Durante los primeros días de vida, muchos mamíferos tienen una capacidad efímera para regenerar las células del músculo cardiaco. El ANP desempeña un papel clave al favorecer el crecimiento de nuevos vasos sanguíneos, calmar la inflamación y reducir la formación de cicatrices. A medida que una persona envejece, la cantidad de ANP en su organismo disminuye de forma sustancial, y la capacidad regenerativa observada en los corazones de los recién nacidos desaparece en gran medida en la edad adulta.

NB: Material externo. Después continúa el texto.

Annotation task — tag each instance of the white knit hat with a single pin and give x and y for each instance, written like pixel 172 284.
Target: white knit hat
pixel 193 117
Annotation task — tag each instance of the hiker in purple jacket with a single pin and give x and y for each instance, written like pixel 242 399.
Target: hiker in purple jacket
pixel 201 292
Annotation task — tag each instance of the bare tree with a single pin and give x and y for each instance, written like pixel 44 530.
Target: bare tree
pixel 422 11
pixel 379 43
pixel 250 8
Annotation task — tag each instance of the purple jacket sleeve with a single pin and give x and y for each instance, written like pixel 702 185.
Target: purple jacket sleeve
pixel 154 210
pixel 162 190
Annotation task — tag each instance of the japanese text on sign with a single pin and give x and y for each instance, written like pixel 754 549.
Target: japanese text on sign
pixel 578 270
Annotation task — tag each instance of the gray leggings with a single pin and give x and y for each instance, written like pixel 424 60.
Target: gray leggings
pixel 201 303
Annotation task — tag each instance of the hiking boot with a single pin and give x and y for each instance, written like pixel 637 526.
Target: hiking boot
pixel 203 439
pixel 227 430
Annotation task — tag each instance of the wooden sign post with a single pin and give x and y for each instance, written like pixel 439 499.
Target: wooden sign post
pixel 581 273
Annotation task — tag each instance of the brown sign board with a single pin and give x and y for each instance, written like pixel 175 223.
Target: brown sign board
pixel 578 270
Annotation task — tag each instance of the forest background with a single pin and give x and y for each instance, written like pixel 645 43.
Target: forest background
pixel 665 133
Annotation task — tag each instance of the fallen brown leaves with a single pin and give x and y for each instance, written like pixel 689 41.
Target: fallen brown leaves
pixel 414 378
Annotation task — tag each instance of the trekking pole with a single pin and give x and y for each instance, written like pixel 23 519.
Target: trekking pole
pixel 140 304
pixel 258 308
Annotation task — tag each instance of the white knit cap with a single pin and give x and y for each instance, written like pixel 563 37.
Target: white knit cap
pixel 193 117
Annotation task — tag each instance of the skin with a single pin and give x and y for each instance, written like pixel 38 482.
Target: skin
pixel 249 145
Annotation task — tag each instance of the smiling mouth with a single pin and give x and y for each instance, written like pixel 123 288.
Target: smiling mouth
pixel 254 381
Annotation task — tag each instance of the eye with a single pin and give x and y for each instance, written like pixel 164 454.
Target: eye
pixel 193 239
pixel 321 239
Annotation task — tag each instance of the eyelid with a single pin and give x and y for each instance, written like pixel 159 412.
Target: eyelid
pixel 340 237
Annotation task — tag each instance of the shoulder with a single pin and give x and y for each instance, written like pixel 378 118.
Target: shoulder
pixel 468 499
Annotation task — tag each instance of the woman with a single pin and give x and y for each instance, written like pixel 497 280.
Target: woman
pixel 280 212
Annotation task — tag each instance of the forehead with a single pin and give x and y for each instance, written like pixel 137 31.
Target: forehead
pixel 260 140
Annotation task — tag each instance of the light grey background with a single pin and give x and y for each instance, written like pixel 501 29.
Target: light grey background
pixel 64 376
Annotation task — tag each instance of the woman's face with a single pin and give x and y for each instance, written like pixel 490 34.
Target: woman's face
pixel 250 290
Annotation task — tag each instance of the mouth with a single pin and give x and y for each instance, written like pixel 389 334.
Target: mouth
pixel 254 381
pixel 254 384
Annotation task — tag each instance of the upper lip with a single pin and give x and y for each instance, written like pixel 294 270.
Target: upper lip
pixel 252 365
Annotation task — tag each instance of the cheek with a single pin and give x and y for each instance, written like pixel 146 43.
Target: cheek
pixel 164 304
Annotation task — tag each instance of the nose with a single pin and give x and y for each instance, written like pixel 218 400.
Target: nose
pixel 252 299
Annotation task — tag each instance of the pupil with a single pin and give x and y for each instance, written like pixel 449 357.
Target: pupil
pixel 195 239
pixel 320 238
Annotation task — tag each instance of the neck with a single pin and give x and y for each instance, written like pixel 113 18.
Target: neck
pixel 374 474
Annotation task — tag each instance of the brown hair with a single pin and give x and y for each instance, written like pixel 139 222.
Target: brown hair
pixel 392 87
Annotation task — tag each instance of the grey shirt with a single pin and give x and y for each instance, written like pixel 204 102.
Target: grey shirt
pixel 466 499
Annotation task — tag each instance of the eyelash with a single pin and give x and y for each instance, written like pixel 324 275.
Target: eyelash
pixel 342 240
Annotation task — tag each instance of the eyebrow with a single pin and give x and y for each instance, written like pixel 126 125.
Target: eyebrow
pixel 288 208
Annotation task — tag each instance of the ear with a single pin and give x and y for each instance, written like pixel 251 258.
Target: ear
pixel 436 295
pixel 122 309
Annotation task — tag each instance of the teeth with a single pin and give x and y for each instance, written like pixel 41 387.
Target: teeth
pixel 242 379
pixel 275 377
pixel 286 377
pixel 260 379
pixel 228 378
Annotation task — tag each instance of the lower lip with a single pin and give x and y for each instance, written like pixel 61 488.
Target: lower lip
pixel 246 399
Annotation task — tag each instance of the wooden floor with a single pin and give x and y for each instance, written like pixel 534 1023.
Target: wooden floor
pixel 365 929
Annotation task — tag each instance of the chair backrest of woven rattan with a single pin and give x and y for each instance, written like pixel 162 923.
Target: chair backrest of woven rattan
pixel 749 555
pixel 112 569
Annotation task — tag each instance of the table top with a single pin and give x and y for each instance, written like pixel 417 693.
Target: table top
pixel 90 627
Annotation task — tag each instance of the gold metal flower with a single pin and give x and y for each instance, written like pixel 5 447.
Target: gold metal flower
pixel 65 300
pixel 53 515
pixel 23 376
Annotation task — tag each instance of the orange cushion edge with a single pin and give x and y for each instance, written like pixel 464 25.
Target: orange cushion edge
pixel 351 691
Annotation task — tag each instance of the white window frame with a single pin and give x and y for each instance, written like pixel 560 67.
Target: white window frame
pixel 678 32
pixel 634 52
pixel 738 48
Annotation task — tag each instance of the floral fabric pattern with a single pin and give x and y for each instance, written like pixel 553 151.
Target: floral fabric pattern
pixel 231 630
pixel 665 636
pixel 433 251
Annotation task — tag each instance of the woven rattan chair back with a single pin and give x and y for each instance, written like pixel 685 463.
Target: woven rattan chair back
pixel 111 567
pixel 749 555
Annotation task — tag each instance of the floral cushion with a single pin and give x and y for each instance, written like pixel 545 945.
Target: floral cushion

El equipo observó este efecto en experimentos que compararon ratones recién nacidos y adultos tras un infarto. En los corazones de recién nacidos, el gen que produce el precursor del ANP aumentó a más de 25 veces su nivel normal. En los corazones adultos, solo se elevó alrededor de 10 veces, lo que podría ser insuficiente para sostener una regeneración significativa. Cuando el equipo bloqueó experimentalmente ese gen, llamado Nppa, en ratones recién nacidos, los corazones perdieron gran parte de su capacidad de curación.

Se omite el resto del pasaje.